We even saved one in case Chico the Monkey ever came back from the dead. I still have that one. Just in case. That too is another story and it actually took place later. I have told you about that tragedy before and likely will again, as Chico’s death haunts and delights me to this day.
Then, spreading Christmas cheer, we went to the newspaper complex, going from the press room to the advertising offices, to the camera room, to the job shop, sliding cards beneath doors and leaving them on desks.
The last one, and we didn’t hesitate, went beneath the office door of The Big Guy, our publisher.
“He’ll like this,” said Rob.
“Yeah,” I said. We didn’t really think he’d mind one way or another, as long as he could jangle the change in his pockets as loudly as possible.
Perhaps he was angry by the Chico coverage. Maybe it was my long interview with a drifter named W. Robert Cameron. I’d caught him while he was resting along a railroad siding, taking a breather from his mission of hitchhiking to Austria.
Maybe it was Rob’s steady stream of stories about death and destruction –”No more wreck stories” we were commanded after about the 24th traffic fatality involving a drunken soldier in six months. Not good for the Chamber image, I suppose, in hindsight. Especially at Christmastime.
“Tim, uhh, this is The Big Guy, uhhhh,” was the voice the next morning when I picked up the Flap phone, one of those blue plastic contraptions that I kept next to the Mr. Potato Head collection on my desk. “Could you come down here and see me.”
I still didn’t know what was going on. He didn’t sound angry. Just self-important.

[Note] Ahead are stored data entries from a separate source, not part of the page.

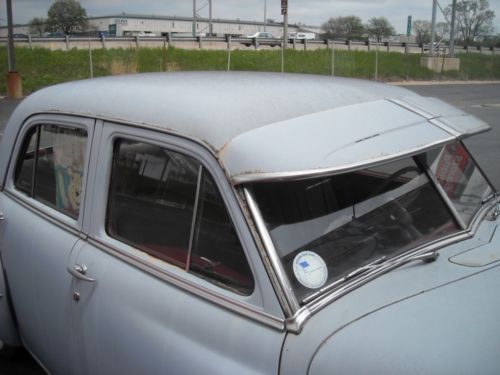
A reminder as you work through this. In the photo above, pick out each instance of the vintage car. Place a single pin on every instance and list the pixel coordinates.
(223, 224)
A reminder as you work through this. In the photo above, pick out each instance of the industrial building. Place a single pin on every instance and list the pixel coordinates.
(142, 25)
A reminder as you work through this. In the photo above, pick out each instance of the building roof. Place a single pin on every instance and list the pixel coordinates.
(264, 125)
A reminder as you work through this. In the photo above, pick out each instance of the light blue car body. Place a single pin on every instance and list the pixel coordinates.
(141, 315)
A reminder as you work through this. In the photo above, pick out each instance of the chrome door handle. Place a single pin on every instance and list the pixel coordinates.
(78, 271)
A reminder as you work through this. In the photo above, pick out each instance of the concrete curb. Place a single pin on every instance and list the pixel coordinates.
(428, 83)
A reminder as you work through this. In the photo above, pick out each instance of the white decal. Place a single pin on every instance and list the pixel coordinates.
(310, 269)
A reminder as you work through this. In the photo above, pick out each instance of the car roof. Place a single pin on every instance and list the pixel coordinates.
(262, 125)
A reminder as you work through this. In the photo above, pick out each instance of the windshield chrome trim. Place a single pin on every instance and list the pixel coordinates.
(434, 120)
(303, 174)
(283, 280)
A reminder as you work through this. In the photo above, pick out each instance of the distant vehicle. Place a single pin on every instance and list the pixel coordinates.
(55, 35)
(437, 47)
(146, 34)
(302, 36)
(263, 35)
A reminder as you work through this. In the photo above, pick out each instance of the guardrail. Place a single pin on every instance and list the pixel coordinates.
(80, 42)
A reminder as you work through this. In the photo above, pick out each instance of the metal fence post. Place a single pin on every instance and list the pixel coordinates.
(256, 43)
(333, 58)
(229, 53)
(90, 60)
(164, 55)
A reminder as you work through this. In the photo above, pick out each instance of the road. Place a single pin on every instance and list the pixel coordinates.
(481, 100)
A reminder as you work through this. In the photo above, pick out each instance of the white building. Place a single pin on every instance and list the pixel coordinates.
(131, 25)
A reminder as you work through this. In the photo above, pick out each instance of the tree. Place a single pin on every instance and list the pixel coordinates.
(379, 27)
(473, 19)
(350, 27)
(37, 26)
(442, 30)
(67, 16)
(422, 31)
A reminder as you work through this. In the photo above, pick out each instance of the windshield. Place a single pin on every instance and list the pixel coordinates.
(323, 228)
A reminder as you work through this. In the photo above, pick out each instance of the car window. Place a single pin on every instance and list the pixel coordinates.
(324, 228)
(50, 167)
(217, 253)
(461, 179)
(165, 204)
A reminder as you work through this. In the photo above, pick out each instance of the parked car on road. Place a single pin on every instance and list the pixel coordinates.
(346, 229)
(264, 38)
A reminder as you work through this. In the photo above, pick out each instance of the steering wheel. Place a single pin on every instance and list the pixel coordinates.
(393, 177)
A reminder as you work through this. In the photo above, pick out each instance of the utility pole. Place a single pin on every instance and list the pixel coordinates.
(284, 12)
(452, 28)
(210, 28)
(433, 27)
(265, 14)
(14, 87)
(194, 18)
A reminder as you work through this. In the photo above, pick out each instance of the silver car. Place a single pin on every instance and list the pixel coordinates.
(243, 223)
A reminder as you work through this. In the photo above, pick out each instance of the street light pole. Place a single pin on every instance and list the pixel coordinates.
(194, 18)
(265, 14)
(452, 28)
(14, 87)
(433, 27)
(10, 31)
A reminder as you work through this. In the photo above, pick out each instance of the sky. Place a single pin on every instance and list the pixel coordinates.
(310, 12)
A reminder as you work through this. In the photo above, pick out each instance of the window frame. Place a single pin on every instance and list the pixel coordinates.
(36, 205)
(260, 297)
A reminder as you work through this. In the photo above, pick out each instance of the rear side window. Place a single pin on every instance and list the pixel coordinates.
(167, 205)
(50, 167)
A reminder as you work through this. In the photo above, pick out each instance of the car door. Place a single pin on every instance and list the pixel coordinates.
(42, 208)
(173, 282)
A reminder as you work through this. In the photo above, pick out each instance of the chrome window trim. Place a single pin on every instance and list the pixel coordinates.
(193, 218)
(298, 175)
(69, 225)
(229, 303)
(434, 120)
(291, 301)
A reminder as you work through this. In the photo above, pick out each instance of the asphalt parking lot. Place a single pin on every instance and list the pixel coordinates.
(481, 100)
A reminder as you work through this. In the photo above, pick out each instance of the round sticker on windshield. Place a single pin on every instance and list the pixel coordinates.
(310, 269)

“Uhh, Tim, uhh, could you close the door and, uhh, sit down.” I noticed he was jangling his change harder and faster. I wondered if I should offer him a loaded cigarette.
He held up the card. “This is wrong,” he said, sounding like a sinister Bobby Knight. “You do not put ‘Damn’ and ‘Christmas’ in the same sentence. You guys have gone too far. Do not give any more of these out.”

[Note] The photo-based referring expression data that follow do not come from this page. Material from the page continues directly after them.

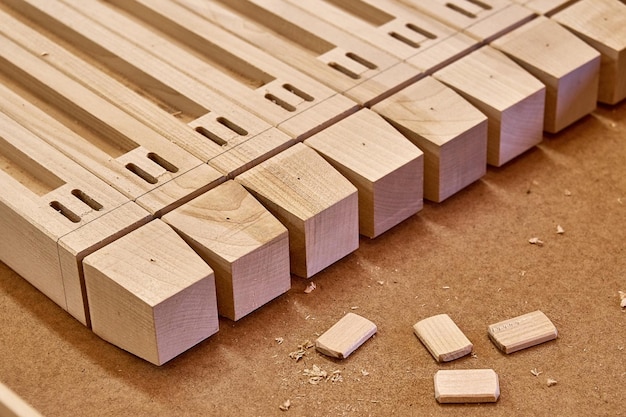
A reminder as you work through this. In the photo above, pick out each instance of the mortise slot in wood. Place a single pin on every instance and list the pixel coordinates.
(296, 91)
(480, 4)
(367, 64)
(421, 31)
(404, 39)
(363, 11)
(162, 162)
(232, 126)
(279, 102)
(85, 198)
(26, 171)
(211, 136)
(460, 10)
(141, 173)
(67, 213)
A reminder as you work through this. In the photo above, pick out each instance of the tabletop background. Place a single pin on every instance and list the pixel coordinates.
(468, 257)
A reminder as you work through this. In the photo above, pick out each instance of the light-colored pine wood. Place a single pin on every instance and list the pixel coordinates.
(384, 166)
(602, 24)
(458, 386)
(12, 405)
(150, 294)
(443, 338)
(484, 20)
(263, 85)
(247, 248)
(545, 7)
(311, 45)
(172, 174)
(511, 98)
(53, 213)
(522, 332)
(402, 31)
(345, 336)
(450, 131)
(316, 203)
(568, 67)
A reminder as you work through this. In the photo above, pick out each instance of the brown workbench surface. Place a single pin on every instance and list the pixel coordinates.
(468, 257)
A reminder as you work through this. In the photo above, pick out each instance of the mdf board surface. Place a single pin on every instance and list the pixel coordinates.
(568, 67)
(247, 248)
(602, 25)
(512, 99)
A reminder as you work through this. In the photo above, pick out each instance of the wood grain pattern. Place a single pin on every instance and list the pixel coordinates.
(545, 49)
(247, 248)
(449, 130)
(512, 99)
(522, 332)
(454, 386)
(345, 336)
(318, 206)
(443, 338)
(150, 294)
(383, 165)
(602, 24)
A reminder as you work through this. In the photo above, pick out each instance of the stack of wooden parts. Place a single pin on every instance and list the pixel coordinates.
(164, 162)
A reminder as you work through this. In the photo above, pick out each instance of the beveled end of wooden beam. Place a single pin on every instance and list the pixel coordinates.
(522, 332)
(450, 131)
(458, 386)
(244, 244)
(568, 67)
(511, 98)
(151, 294)
(345, 336)
(384, 166)
(316, 203)
(443, 339)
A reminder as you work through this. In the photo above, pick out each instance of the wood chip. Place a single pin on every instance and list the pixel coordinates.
(443, 339)
(345, 336)
(466, 386)
(522, 332)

Once I explained that half the town had them, he stood up and walked across the room. He was jangling wildly. The rosewater scent of his hair spritz filled the tiny confines.
“Tim, uhh, you are a great newspaperman, uhh, but this is too much. Do you have any of them left?”

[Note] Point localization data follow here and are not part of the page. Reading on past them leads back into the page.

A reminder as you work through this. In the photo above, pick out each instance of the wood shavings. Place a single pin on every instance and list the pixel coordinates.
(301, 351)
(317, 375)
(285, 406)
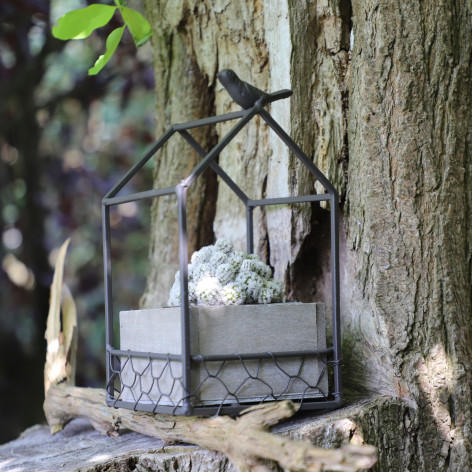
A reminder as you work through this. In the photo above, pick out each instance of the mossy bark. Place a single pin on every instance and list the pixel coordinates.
(385, 113)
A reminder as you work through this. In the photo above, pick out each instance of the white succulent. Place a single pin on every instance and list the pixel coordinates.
(233, 294)
(225, 273)
(208, 291)
(224, 245)
(222, 275)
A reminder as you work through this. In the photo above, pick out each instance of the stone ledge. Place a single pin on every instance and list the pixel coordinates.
(79, 448)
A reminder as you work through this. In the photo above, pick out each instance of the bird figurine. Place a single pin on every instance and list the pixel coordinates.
(245, 94)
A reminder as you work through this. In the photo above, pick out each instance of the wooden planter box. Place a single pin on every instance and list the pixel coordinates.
(221, 330)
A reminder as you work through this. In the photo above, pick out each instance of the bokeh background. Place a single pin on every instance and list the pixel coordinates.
(65, 139)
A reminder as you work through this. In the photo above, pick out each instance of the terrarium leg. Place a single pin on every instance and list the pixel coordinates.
(246, 440)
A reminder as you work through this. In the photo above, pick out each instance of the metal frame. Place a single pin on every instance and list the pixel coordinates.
(180, 190)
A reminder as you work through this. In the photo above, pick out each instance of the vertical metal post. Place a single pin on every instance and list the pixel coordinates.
(335, 297)
(108, 292)
(184, 305)
(249, 230)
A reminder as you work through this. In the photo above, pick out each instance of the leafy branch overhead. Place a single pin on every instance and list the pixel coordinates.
(79, 24)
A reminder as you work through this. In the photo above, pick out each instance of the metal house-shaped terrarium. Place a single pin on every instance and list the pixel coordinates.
(187, 360)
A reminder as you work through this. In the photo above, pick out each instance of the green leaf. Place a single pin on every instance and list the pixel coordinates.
(112, 42)
(79, 24)
(138, 25)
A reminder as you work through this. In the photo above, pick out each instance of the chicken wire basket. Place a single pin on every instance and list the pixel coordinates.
(197, 360)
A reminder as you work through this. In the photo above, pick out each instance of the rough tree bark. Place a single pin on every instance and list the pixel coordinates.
(389, 122)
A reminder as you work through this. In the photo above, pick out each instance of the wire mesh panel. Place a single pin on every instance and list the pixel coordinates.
(192, 362)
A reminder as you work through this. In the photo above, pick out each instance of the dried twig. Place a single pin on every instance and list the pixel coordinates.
(246, 440)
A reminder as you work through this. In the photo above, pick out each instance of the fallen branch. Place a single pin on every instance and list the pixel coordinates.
(246, 440)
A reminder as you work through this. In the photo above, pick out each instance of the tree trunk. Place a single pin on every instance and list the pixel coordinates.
(409, 219)
(389, 123)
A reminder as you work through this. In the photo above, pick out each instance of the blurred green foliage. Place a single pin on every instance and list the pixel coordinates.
(65, 139)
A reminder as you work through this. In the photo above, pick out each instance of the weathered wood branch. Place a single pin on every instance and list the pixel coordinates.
(245, 440)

I nodded. “Sure. How many more do you want? And I can order more”
He stood there, in silence, nodded to the door and then said “don’t do this again.”
I looked at him and smiled.
“What?” he said, in a benign bark.
“Big Guy, Have a Damn Nice Christmas.”
He shook his head. “You too,” he muttered. “You too.”
I ambled back upstairs to the newsroom, where Rob greeted me. He put on his top-hat, fired up a Kool and we went for coffee.
A dozen hours later, about five blocks from the newspaper, a house caught fire. A guy dressed like Santa Claus, apparently en route to a party, stopped.
By the time Rob and the Fire Department got there, a soot-covered Santa Claus, with a handicapped woman slung over his shoulders, walked from the fiery house.
He handed her over to the rescuers and anonymously disappeared into the night.
I can’t remember if we ever identified the Good Samaritan with the jiggling belly and the soot-covered white beard. I’d like to say there were flying reindeer involved, but if so, they all vanished without a trace.
All I know is it was a great lead story on a holiday that should revolve around generosity, love and peace. As papers rolled off the press early the next morning, I carried one outside, onto Third Street, where a little snow was falling. Rob was standing out there, with our old friend, Skipper, the old carny and merchant marine who once served spaghetti to Al Capone. Rob had rousted him from his room at the old hotel. It was cold. Boy was it cold.
We shared nips of cheap brandy and wished each other a great holiday: “Have a Damn Nice Christmas.”
Skipper looked up as Tony, Jerry and Jim arrived. He handed them the bottle of cheap brandy.
Skipper, who wasn’t wearing his teeth, looked up to the sky and began singing “Silent Night” in his amazing Irish tenor.
With that beautiful voice echoing off the old buildings around us, I looked to Rob and the others and smiled. “God Bless us every one.”